К нашему костру подошел и присел у огня грузный человек в мешковатом суконном костюме. Старое, помятое лицо его с частыми складками на щеках и подбородке выглядело апатичным и равнодушным ко всему на свете, небольшие с тяжелыми веками глаза смотрели сонно.
– О чем разговор? – лениво спросил он.
– У этого товарища в парадном человека убили, – ответил Тадеуш, недовольный тем, что перебили рассказчика.
– Как это – убили? Когда?…
– Не вчера, конечно. В ночь перед началом войны…
И Тадеуш начал торопливо пересказывать услышанное.
– А на этом месте вы перебили, – заключил он и вдруг спросил у Бориса Андреевича: – Так встретились вы еще с этим Петровым?
– Встретился. – Борис Андреевич помолчал, задумался, а потом повторил негромко и чуть сипловато: – Встретился. Произошло это так. В самом конце войны я был мобилизован в армию. К тому времени, как вы знаете, армия была насыщена техникой, и это был один из важнейших факторов в нашей победе. Но при таком огромном количестве самых разнообразных машин необходимо было организовать их ремонт в очень больших масштабах. Я получил назначение по организации крупной ремонтной базы, предназначенной именно для этой цели. Расположилась она неподалеку от Вены, в Энцесфельде, на большом заводе. При немцах на этом заводе работали австрийцы и русские – частью военнопленные, частью люди, насильно угнанные в Германию. Они остались на заводе. Но руководство – начиная от мастеров и кончая директором – здесь все было немецкое, и все они убежали.

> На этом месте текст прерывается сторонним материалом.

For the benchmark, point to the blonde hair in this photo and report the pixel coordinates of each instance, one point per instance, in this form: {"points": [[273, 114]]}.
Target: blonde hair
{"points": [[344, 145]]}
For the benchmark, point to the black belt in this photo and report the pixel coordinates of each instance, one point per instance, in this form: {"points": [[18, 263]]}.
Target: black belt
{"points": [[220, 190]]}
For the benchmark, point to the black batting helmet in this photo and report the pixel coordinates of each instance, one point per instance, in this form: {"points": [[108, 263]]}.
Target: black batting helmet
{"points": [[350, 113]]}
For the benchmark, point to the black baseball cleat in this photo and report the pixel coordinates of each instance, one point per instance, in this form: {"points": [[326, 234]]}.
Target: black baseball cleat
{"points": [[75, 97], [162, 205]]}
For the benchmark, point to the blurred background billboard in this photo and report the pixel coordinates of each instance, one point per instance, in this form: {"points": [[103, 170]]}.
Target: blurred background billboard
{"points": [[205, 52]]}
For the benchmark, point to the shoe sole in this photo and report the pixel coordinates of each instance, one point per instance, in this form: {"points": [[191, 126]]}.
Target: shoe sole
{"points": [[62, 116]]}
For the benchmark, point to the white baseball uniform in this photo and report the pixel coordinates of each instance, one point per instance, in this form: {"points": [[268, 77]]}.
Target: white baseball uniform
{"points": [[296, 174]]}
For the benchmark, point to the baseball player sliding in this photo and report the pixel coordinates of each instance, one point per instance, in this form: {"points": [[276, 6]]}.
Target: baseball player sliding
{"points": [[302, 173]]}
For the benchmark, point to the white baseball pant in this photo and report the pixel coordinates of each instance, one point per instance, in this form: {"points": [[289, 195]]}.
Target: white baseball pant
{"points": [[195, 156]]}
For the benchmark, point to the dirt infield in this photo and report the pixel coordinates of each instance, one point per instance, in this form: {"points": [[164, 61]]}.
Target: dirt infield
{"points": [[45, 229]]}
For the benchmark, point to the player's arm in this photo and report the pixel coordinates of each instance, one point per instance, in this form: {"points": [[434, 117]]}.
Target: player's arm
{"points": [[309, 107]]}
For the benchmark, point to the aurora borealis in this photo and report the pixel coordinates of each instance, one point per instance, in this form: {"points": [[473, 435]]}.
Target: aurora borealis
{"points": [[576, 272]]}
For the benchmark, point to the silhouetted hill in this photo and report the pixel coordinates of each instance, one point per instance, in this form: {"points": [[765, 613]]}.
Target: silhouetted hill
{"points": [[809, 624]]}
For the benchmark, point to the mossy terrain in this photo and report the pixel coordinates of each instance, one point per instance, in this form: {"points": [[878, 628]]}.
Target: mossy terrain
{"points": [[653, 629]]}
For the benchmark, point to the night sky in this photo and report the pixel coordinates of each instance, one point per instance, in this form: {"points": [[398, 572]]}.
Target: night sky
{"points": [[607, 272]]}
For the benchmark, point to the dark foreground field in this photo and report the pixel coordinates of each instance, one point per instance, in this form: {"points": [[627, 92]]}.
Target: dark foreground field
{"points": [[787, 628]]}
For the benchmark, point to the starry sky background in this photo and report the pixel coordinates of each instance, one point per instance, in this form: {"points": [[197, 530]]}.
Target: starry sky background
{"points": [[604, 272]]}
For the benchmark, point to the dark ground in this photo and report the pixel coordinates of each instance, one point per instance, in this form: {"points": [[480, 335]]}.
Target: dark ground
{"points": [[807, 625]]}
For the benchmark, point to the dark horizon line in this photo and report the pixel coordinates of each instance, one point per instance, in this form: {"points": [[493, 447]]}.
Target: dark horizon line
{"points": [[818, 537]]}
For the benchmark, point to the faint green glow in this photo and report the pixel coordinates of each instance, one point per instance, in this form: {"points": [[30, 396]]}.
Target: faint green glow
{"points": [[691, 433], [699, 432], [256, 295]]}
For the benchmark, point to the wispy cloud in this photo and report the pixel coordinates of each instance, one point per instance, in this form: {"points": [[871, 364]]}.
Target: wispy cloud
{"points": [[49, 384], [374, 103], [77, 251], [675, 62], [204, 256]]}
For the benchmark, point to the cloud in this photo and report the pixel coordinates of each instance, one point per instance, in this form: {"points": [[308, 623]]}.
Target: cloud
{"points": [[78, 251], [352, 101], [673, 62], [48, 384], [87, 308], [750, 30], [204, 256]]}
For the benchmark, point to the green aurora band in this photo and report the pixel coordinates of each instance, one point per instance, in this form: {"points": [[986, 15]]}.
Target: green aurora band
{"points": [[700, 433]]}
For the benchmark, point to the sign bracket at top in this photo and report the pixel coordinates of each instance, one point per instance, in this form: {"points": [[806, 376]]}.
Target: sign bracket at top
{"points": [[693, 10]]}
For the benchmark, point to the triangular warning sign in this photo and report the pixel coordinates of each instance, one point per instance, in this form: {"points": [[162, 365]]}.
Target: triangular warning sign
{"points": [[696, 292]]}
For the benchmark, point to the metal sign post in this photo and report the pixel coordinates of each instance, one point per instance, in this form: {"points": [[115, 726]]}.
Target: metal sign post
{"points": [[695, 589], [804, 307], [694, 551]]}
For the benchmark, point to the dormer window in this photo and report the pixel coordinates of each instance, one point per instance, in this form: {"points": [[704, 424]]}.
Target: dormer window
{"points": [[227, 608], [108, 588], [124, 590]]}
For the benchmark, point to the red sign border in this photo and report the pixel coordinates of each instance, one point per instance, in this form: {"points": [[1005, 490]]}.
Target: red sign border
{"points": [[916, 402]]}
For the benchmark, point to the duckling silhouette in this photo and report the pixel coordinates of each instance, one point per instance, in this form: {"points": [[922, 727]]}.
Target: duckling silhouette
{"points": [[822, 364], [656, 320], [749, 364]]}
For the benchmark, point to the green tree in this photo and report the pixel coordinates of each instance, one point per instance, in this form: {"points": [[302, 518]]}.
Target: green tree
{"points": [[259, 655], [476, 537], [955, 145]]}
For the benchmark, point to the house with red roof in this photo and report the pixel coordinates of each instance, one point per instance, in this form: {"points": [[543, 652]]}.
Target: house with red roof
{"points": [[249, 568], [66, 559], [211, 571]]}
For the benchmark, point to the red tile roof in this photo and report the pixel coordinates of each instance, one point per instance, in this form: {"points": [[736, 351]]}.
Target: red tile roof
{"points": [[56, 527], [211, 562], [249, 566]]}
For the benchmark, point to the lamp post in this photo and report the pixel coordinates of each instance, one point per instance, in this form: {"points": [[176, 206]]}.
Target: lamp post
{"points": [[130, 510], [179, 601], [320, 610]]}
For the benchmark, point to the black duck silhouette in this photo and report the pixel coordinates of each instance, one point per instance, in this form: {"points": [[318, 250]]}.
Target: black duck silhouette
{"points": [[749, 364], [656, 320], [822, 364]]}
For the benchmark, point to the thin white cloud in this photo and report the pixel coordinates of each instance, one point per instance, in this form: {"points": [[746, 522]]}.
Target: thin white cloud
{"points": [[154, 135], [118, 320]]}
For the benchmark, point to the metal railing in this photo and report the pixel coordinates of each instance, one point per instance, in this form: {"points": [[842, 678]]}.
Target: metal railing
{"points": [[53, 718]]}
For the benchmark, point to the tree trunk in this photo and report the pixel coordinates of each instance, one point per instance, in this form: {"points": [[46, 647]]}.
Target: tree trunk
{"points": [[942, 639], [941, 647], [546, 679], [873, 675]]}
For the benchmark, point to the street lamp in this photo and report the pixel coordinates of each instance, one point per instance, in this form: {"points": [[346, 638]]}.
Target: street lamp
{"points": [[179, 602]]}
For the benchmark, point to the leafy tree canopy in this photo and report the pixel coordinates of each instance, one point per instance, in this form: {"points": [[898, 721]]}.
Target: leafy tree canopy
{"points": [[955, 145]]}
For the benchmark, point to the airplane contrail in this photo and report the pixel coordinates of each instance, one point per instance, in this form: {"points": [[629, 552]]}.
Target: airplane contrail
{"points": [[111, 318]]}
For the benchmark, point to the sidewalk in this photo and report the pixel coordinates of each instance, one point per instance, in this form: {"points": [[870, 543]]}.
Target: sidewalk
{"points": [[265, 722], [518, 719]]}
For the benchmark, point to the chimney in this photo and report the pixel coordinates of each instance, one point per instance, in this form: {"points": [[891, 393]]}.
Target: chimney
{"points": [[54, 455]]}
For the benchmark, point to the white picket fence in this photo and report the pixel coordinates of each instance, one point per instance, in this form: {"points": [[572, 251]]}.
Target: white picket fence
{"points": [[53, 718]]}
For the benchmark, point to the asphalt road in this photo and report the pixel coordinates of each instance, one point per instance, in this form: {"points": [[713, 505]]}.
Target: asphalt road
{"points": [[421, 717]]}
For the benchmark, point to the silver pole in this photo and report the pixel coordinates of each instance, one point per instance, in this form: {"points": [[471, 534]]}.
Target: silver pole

Между прочим, на этом заводе стоял мощный пресс – в десять тысяч тонн. Такой же пресс был и у нас. По бракованным заготовкам я понял, что немцы прессовали крыльчатки к реактивным турбинам (тогда реактивная техника только начинала развиваться, можно сказать, делала первые шаги), а у нас, я знал, прессовка такого рода деталей не удавалась. Мне очень хотелось выяснить, в чем же состояла технология, – я в свое время защищал диссертацию по теме, близкой к этому вопросу. Но немцы сожгли всю документацию, все чертежи, все расчеты… Все до последней бумажки.
Мне, впрочем, достаточно было только встретиться с человеком, который работал на этом прессе, чтобы он рассказал хоть, как была организована работа. А во всем остальном я бы уже и сам разобрался. Но таких людей на заводе не осталось.
– Правда, – рассказывали мне освобожденные нами военнопленные, – в шестидесяти километрах от Энцесфельда, на ремонтной базе такого же типа, как наша, работает теперь австриец по фамилии Шмидт, который при немцах был на этом прессе обер-мастером. Он бы мог, вероятно, кое-что сообщить.
Я не спешил поехать к этому Шмидту в Брендорф, так как очень много дел ожидало меня здесь. Но, когда мне подробнее рассказали о Шмидте, я решил выехать немедленно.
Освобожденные нами военнопленные сообщили, что Шмидт к ним подлаживался, оделял их табаком, едой, говорил, что сочувствует Советской России, что когда-то бывал в России (он хорошо говорил по-русски) и, наконец, что в те годы, когда Россия приглашала к себе специалистов из-за границы, он даже работал в Харькове в металлургическом институте и на заводе «Серп и молот».